Agrupación de Buzos Tácticos | |
---|---|
Active | 1952-present |
Country | Argentina |
Branch | Argentine Navy |
Role | Special Forces |
Size | Brigade |
The Tactical Divers Group (Spanish: Agrupación de Buzos Tácticos, APBT) is the premier special operations force of the Argentine Navy. The Buzos Tácticos are based at Base Naval Mar del Plata (BNMP) on the Atlantic coast of Argentina. Its men are highly qualified combat divers, EOD/demolition technicians, and parachutists.
The APBT was the first special forces division created in South America. The unit was established in 1952 on board LST ARA Cabo San Bartolomé with instructors who were former X-MAS Italian diver commandos. In those times a reduced Tactical Divers Group was operating in the ARA San Bartolomé; years later the Navy created a second group in the Escuadra Naval del Plata.
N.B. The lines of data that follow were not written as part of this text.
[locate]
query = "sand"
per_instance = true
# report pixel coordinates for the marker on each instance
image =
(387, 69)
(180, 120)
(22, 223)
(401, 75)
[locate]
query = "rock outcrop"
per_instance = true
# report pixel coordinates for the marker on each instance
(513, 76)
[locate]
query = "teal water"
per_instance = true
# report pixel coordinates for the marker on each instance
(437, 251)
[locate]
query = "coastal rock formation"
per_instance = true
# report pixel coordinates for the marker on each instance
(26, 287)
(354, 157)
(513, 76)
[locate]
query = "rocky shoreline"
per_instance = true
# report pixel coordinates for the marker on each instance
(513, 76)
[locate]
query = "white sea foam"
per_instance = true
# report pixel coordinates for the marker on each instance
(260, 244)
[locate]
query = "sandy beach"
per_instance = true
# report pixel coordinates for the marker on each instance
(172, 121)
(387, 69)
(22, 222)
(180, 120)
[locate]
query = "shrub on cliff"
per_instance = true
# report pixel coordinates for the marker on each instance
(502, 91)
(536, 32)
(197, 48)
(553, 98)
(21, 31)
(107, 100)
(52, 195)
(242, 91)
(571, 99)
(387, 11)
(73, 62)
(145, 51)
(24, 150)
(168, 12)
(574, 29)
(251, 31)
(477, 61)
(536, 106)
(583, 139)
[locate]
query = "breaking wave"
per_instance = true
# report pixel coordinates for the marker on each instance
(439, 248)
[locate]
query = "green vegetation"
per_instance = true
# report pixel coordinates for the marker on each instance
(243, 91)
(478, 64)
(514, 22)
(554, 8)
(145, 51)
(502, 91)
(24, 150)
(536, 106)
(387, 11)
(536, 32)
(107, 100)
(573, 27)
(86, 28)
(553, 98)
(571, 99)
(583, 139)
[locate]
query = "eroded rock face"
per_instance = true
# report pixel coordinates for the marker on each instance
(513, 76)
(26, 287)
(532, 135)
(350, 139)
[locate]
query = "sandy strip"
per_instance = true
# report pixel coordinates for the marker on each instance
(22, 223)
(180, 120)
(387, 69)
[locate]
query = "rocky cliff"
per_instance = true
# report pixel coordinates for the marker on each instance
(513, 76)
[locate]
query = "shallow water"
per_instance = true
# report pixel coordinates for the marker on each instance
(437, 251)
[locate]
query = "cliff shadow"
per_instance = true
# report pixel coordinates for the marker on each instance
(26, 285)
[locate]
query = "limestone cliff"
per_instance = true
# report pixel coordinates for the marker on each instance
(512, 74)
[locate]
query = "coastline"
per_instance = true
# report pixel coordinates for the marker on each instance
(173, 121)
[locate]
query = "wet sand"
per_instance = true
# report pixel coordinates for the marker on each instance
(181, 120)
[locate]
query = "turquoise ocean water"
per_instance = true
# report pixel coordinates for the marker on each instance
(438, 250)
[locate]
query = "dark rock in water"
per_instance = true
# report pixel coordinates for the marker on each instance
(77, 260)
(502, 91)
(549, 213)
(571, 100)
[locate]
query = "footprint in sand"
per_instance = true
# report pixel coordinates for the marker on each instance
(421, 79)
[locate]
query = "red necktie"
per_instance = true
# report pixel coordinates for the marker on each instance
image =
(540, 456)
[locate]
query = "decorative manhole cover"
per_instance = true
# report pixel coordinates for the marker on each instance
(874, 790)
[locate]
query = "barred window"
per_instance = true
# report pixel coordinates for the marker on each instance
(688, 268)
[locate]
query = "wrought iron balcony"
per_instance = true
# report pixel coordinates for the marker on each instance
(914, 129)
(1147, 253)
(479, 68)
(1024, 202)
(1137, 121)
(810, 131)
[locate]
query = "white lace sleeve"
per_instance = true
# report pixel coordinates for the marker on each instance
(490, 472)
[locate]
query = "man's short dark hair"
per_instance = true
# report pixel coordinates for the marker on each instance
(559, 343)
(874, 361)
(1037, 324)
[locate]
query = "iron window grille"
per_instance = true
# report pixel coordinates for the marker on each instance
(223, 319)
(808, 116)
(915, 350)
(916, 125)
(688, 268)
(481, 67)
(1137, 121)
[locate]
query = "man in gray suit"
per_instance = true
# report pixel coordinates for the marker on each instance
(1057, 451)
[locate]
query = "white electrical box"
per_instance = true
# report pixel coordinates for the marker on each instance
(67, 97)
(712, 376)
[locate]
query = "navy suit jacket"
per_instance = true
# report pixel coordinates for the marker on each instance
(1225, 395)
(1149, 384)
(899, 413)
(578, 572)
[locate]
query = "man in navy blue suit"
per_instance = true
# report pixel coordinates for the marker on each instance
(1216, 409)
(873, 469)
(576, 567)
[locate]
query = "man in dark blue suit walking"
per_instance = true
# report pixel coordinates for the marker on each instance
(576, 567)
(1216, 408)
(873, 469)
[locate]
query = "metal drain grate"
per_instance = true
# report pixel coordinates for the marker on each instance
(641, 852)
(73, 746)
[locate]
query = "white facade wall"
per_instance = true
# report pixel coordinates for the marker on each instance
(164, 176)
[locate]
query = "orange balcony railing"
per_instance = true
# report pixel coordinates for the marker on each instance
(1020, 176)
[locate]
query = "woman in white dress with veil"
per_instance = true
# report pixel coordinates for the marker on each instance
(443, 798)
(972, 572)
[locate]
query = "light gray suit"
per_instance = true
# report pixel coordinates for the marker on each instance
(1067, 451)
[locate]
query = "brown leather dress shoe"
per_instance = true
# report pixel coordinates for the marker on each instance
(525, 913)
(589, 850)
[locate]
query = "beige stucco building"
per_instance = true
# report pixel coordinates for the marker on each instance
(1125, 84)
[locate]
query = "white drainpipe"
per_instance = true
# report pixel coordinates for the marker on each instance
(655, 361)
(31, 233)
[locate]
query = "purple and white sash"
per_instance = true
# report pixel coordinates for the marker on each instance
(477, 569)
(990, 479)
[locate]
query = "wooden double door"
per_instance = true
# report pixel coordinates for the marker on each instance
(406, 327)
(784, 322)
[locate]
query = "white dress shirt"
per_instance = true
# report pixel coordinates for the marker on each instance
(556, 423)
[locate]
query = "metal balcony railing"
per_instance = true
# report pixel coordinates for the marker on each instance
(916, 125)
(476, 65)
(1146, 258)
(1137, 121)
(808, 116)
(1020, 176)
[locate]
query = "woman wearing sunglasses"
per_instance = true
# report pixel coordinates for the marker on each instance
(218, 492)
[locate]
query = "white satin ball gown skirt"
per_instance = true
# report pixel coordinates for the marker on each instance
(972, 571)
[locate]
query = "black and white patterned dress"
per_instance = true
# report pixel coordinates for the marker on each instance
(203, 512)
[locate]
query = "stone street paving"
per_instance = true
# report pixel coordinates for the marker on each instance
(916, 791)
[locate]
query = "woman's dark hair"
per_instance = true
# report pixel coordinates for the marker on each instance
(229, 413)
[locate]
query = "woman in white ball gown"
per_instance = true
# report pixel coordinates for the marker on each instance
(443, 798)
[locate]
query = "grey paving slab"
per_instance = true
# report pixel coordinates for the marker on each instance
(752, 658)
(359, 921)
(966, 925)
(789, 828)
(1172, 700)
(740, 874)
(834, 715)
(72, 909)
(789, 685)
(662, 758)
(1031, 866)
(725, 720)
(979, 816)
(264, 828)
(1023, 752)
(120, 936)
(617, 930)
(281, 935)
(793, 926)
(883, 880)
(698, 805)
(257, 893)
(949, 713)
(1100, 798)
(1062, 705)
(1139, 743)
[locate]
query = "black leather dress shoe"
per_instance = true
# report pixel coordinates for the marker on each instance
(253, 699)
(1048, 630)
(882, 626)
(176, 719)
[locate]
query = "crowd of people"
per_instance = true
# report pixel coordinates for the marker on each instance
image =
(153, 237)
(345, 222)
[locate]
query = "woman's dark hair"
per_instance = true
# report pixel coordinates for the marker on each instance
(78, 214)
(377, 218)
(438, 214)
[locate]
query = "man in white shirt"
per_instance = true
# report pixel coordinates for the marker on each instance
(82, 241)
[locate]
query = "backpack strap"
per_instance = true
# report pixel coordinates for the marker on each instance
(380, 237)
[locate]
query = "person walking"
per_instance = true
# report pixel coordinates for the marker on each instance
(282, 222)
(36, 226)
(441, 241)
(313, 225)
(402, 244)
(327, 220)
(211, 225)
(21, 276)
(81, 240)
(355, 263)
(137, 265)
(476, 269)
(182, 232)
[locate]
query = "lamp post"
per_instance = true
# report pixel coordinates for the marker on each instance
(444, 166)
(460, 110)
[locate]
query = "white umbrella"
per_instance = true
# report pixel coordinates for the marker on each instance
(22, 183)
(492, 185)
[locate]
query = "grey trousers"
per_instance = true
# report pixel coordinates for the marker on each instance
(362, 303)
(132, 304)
In 1966 both services merged, creating the actual Tactical Divers Group.
In the 1982 invasion of the Falkland Islands, the main landing on the Falkland Islands at Point Yorke to the east of Stanley on 2 April, was preceded by an amphibious reconnaissance party of the APBT. They had been landed by the submarine ARA Santa Fe. They successfully secured the beach and guided in the amphibious vehicles of the assault group, which had disembarked from the landing ship ARA Cabo San Antonio some distance offshore. Some sources assert that Buzos Tácticos units attacked the Moody Brook barracks and besieged Government House, however these troops were actually units of the Amphibious Commandos Group (Agrupación de Comandos Anfibios, APCA). The error was due to hearsay reported by a journalist from the Argentinian magazine Somos, which was the first to publish an account of the operation. Both the APBT and the APCA teams had returned to Argentina by nightfall, on the aircraft which had brought in the first Army reinforcements.